Caching Gamble
Why Caching Is Like Gambling With Performance
Every cache is a bet that the future will look like the past. You’re gambling compute time now against potential savings later, like buying lottery tickets with CPU cycles. At Bitbucket, we cached everything - user data, repository metadata, permission checks, the results of caching checks. We had caches of caches, like Russian nesting dolls made of memory leaks.
The cache invalidation problem is actually three problems wearing a trench coat. First, knowing when to invalidate. Second, actually invalidating everything that needs it. Third, not invalidating everything else by accident. It’s like trying to update your address with every company you’ve ever given it to - you’ll forget someone, update someone twice, and somehow end up on new mailing lists you never signed up for. We had cascading cache invalidations that would ripple through the system like dominoes falling in slow motion.

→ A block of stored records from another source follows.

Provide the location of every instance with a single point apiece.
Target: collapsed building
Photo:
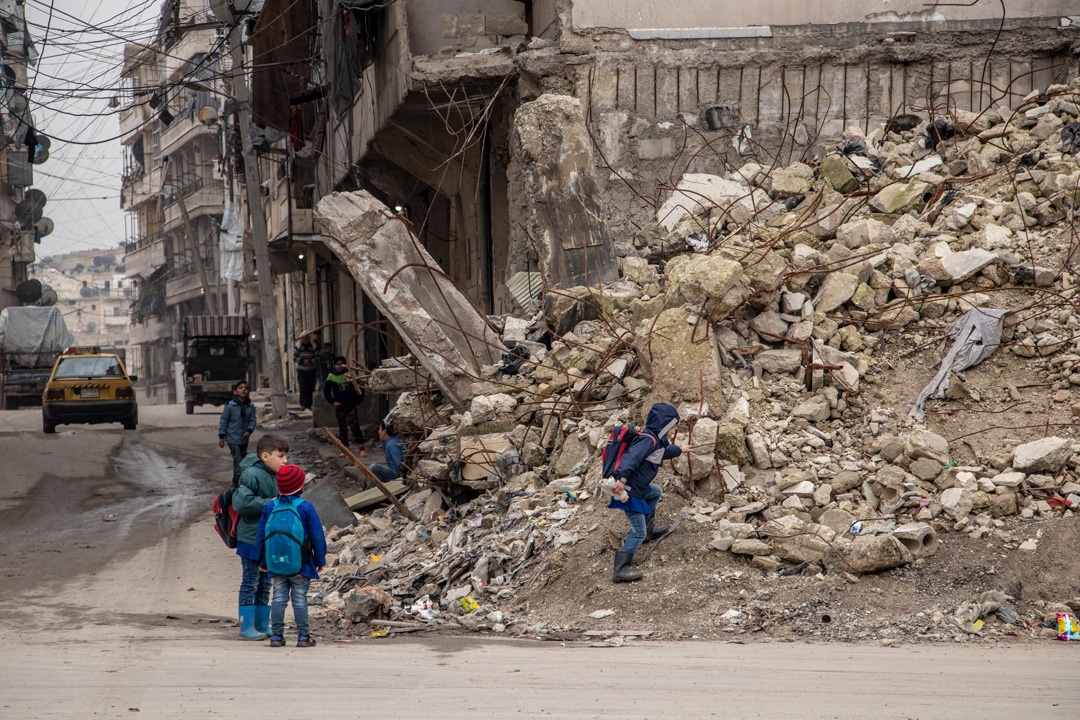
(526, 222)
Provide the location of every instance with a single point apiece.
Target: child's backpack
(284, 538)
(226, 518)
(621, 438)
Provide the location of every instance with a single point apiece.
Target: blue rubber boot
(262, 619)
(247, 630)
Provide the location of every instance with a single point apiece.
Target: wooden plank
(373, 497)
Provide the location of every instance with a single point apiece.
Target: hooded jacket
(340, 389)
(643, 458)
(257, 487)
(237, 419)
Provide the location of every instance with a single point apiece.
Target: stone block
(471, 25)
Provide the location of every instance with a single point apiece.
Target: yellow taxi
(89, 386)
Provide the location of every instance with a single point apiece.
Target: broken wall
(659, 109)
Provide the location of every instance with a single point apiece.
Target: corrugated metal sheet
(199, 326)
(525, 288)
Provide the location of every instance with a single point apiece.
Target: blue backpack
(621, 438)
(284, 541)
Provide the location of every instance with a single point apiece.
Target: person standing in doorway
(342, 392)
(325, 364)
(304, 355)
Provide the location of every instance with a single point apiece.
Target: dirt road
(122, 620)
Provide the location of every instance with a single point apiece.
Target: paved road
(134, 620)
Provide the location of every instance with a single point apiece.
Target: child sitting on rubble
(394, 451)
(636, 472)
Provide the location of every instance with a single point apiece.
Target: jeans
(254, 584)
(239, 452)
(637, 520)
(285, 586)
(383, 472)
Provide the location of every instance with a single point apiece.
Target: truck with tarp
(31, 338)
(216, 355)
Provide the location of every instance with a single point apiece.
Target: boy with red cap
(313, 553)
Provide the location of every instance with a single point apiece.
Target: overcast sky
(81, 48)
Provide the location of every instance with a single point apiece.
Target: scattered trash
(424, 609)
(1067, 628)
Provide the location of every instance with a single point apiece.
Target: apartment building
(19, 217)
(174, 189)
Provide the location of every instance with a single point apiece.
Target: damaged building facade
(528, 145)
(22, 214)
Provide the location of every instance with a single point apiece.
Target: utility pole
(254, 185)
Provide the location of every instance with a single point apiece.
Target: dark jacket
(312, 531)
(340, 389)
(649, 449)
(394, 451)
(257, 487)
(305, 356)
(237, 419)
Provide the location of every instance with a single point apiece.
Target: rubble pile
(761, 304)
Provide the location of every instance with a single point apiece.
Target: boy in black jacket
(345, 395)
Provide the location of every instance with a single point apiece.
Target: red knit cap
(289, 479)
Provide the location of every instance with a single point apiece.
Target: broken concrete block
(800, 548)
(926, 444)
(463, 26)
(680, 360)
(714, 283)
(918, 538)
(731, 444)
(902, 197)
(868, 554)
(751, 546)
(435, 320)
(815, 409)
(865, 231)
(787, 184)
(961, 266)
(835, 290)
(554, 208)
(697, 192)
(1048, 454)
(836, 173)
(778, 362)
(504, 24)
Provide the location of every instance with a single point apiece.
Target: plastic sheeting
(232, 241)
(977, 335)
(32, 336)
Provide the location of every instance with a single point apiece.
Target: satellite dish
(28, 291)
(36, 197)
(41, 151)
(223, 10)
(27, 213)
(49, 297)
(207, 116)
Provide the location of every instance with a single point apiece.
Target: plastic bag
(423, 609)
(1067, 628)
(608, 488)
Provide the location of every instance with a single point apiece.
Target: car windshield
(90, 367)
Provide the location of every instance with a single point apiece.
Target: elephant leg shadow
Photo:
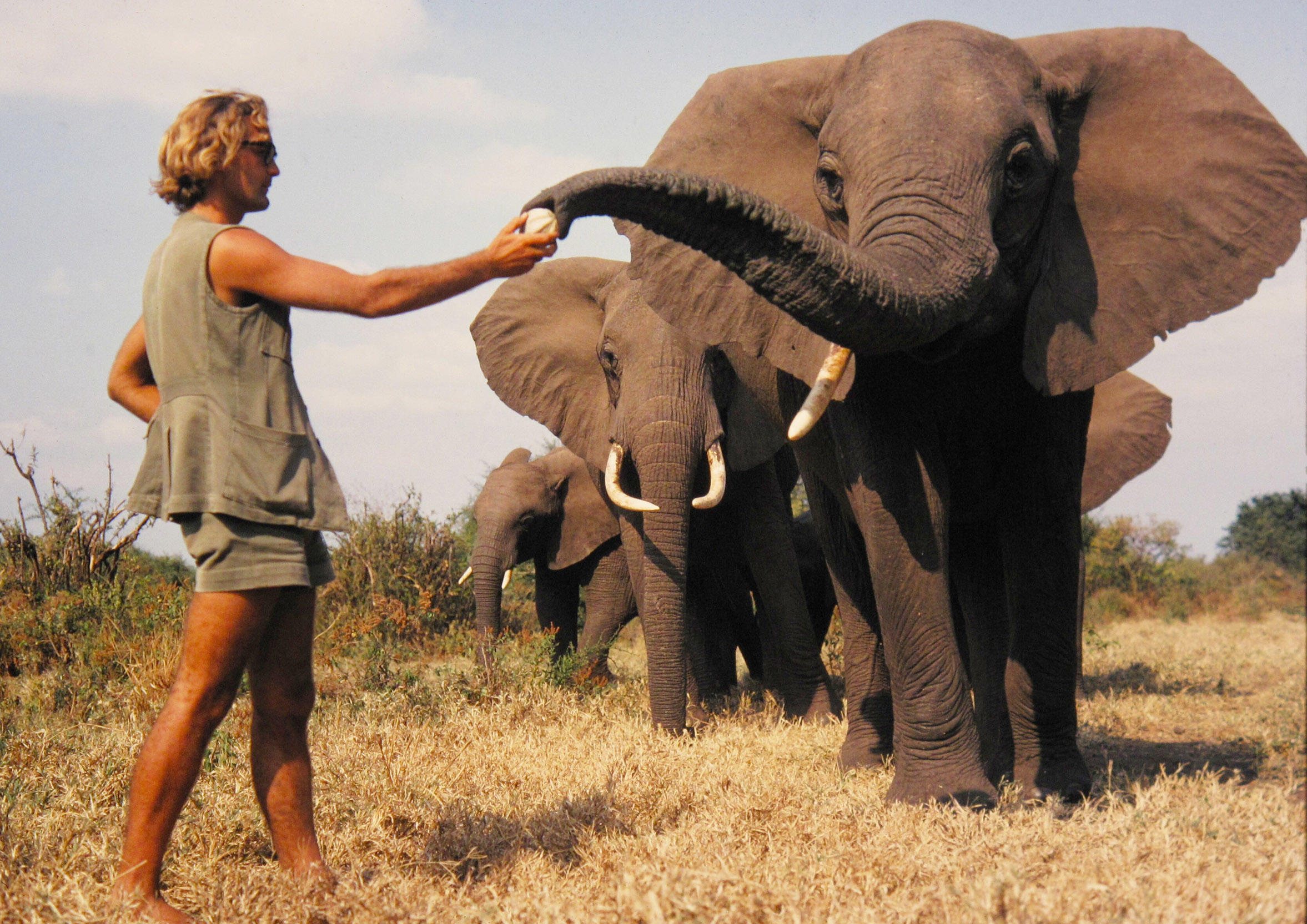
(1118, 763)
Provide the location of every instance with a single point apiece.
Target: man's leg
(222, 632)
(281, 688)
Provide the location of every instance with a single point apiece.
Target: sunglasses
(264, 149)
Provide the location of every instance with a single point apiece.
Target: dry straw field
(449, 796)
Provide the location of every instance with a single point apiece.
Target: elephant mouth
(614, 472)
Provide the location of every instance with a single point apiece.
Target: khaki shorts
(234, 554)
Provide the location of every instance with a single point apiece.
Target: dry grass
(441, 797)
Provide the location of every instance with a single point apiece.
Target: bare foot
(154, 908)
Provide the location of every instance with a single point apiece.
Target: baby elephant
(549, 511)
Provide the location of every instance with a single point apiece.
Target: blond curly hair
(205, 138)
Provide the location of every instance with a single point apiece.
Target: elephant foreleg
(896, 488)
(610, 605)
(763, 519)
(867, 681)
(1039, 528)
(976, 568)
(557, 602)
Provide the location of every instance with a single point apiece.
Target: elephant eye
(608, 360)
(1021, 169)
(830, 185)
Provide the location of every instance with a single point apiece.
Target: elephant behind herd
(991, 229)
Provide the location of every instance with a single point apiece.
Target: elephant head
(547, 510)
(574, 347)
(1101, 189)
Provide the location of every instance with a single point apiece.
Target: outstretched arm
(131, 382)
(245, 264)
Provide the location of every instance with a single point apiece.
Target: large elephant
(992, 228)
(548, 510)
(574, 347)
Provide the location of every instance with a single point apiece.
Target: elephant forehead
(519, 487)
(924, 87)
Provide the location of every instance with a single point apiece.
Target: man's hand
(131, 382)
(246, 267)
(512, 254)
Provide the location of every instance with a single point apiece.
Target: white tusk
(717, 480)
(615, 491)
(818, 399)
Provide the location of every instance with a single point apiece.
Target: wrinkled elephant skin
(994, 228)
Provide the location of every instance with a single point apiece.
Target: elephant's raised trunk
(864, 300)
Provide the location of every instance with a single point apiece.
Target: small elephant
(574, 347)
(991, 228)
(548, 510)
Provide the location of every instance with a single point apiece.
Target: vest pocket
(271, 469)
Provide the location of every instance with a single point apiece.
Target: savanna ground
(448, 795)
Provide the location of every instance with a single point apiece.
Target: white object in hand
(540, 221)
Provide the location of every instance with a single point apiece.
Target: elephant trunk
(494, 553)
(666, 453)
(871, 300)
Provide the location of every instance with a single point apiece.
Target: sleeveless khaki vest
(232, 435)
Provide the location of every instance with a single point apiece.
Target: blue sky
(409, 133)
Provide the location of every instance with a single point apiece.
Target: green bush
(396, 574)
(1138, 568)
(1272, 527)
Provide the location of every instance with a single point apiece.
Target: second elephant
(548, 510)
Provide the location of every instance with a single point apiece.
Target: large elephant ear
(1178, 194)
(755, 127)
(1128, 432)
(536, 341)
(587, 521)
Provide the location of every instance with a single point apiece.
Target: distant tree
(1272, 527)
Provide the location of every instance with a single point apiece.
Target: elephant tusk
(818, 399)
(615, 492)
(717, 480)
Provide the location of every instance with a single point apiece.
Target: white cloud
(492, 174)
(120, 432)
(308, 58)
(57, 284)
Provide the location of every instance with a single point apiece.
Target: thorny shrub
(79, 543)
(396, 575)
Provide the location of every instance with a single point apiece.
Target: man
(232, 458)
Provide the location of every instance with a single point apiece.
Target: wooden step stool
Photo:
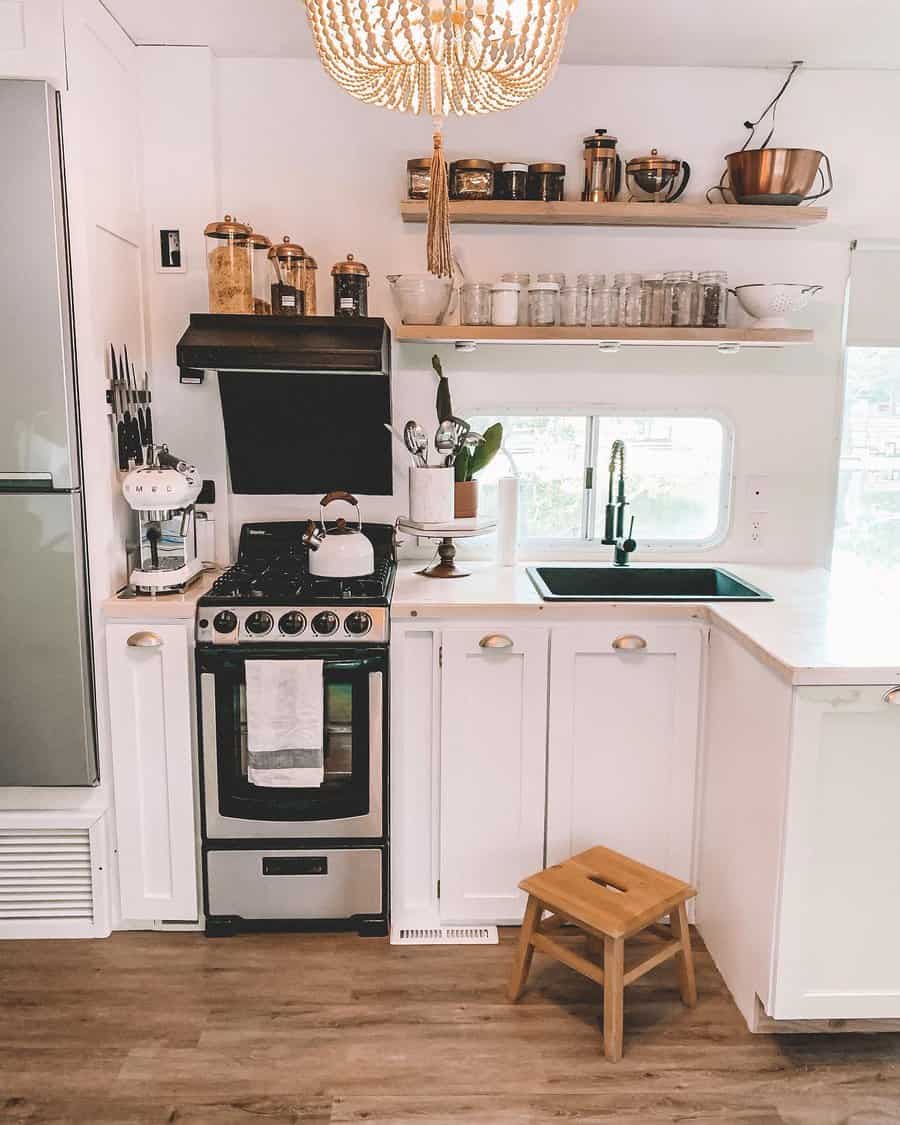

My favorite cache bug was when we cached error responses. A service would timeout once, we’d cache the error, and then serve that cached error for the next hour even though the service was fine. It was like taking a photo of someone sleeping and then showing that photo whenever anyone asked how they were doing. “Sorry, Bob is unconscious” we’d say, while Bob was standing right there, waving frantically. The fix was simple - don’t cache errors - but we only figured this out after users complained that the system was both “always broken” and “working fine” simultaneously.